Ortega y Ferlosio, la caza y los toros
Las editoriales Renacimiento y El Paseo recuperan los escritos del filósofo madrileño sobre la caza y la lidia y las reflexiones del ensayista y autor de 'El Jarama' sobre el arte de la tauromaquia
13 febrero, 2023 19:00“Aunque parezca mentira, falta por completo una historia de la imagen que los hombres se han forjado de la felicidad”. “Siempre me ha parecido ver los toros diametralmente contrapuestos al deporte, porque el deporte se inscribiría en el tiempo adquisitivo, o sea, el tiempo de los valores, de la historia, mientras que los toros se inscribirían en el tiempo consuntivo, o sea, el tiempo de los bienes, de la vida”. La primera frase es de José Ortega y Gasset y la segunda de Rafael Sánchez Ferlosio. Del primero se acaba de reeditar La caza y los toros (Renacimiento) y del segundo se han reunido en un volumen todos los escritos sobre tauromaquia, Interludio taurino (El Paseo). Se trata de una oportunidad para confrontar a dos de las figuras más relevantes de la cultura española del siglo XX a través de dos obras aparentemente menores en su producción pero muy elocuentes con respecto a la esencia de su pensamiento.
Como sabemos, Ferlosio creció a la sombra de Ortega, contra cuya influencia, como tantos de su generación, llevó a cabo su labor de zapa, en un orden a la vez estilístico y teórico. La reacción contra lo que Gil de Biedma llamaba “la requintada retórica novecentista” supuso también, en el caso de Ferlosio, una impugnación de la idea de destino en la obra de Ortega. El filósofo fue un pensador de espectro mucho más amplio y complejo que Ferlosio, un gran escritor que en su obra ensayística se dedicó a rodear con la soga de su estilo un mismo problema –el pleito entre bienes y valores, el carácter contra la fatalidad, la felicidad contra el sentido– que él veía ejemplificado en muchos de los asuntos que abordaba, desde la narrativa hasta la historia, la religión y la política.

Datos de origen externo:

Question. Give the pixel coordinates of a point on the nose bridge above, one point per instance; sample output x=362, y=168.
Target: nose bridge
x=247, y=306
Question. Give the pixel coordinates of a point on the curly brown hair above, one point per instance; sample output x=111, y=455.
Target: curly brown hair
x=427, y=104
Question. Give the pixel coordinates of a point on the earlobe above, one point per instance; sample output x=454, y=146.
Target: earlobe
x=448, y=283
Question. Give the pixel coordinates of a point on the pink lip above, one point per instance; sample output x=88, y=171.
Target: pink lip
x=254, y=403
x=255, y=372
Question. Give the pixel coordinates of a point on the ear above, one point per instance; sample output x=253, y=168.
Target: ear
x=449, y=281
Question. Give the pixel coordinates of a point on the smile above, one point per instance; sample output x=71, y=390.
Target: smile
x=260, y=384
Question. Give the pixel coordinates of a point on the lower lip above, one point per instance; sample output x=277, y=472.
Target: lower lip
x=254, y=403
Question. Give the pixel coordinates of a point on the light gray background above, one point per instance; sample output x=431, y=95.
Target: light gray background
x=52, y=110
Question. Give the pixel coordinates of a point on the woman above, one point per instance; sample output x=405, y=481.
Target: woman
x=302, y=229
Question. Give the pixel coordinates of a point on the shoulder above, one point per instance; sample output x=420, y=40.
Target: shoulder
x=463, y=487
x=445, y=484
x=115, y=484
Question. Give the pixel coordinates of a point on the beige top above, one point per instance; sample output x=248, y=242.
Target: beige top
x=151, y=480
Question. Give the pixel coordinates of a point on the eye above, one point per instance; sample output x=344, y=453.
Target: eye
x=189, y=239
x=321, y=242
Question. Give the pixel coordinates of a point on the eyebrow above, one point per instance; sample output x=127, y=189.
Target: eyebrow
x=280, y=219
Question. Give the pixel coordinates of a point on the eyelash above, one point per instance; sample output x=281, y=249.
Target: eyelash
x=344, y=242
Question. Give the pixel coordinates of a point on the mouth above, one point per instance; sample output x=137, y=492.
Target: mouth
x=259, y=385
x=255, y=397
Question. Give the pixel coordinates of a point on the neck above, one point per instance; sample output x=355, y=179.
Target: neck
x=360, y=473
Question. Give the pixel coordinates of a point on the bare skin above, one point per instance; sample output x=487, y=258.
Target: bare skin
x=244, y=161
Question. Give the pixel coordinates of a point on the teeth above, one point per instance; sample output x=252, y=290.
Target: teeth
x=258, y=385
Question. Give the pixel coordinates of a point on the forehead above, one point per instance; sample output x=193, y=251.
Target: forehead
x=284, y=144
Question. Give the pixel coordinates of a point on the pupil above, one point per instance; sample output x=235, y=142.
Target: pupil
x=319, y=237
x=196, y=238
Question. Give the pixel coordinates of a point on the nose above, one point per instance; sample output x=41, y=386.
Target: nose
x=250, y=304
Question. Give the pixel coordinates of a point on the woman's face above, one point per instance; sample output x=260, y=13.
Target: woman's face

Probablemente fue El origen deportivo del Estado (1924) la obra de Ortega que Ferlosio más aprovechó, peleándose con ella y a la vez prolongando su meditación. Hay ya en el ensayo del filósofo una crítica al utilitarismo y una defensa del carácter deportivo –léase espontáneo y lúdico– de la vida que Ferlosio retoma para denunciar, a su vez, la peste belicista que infecta al espíritu humano a través de los deportes agónicos, metáfora del ardor guerrero en que se funda el Estado.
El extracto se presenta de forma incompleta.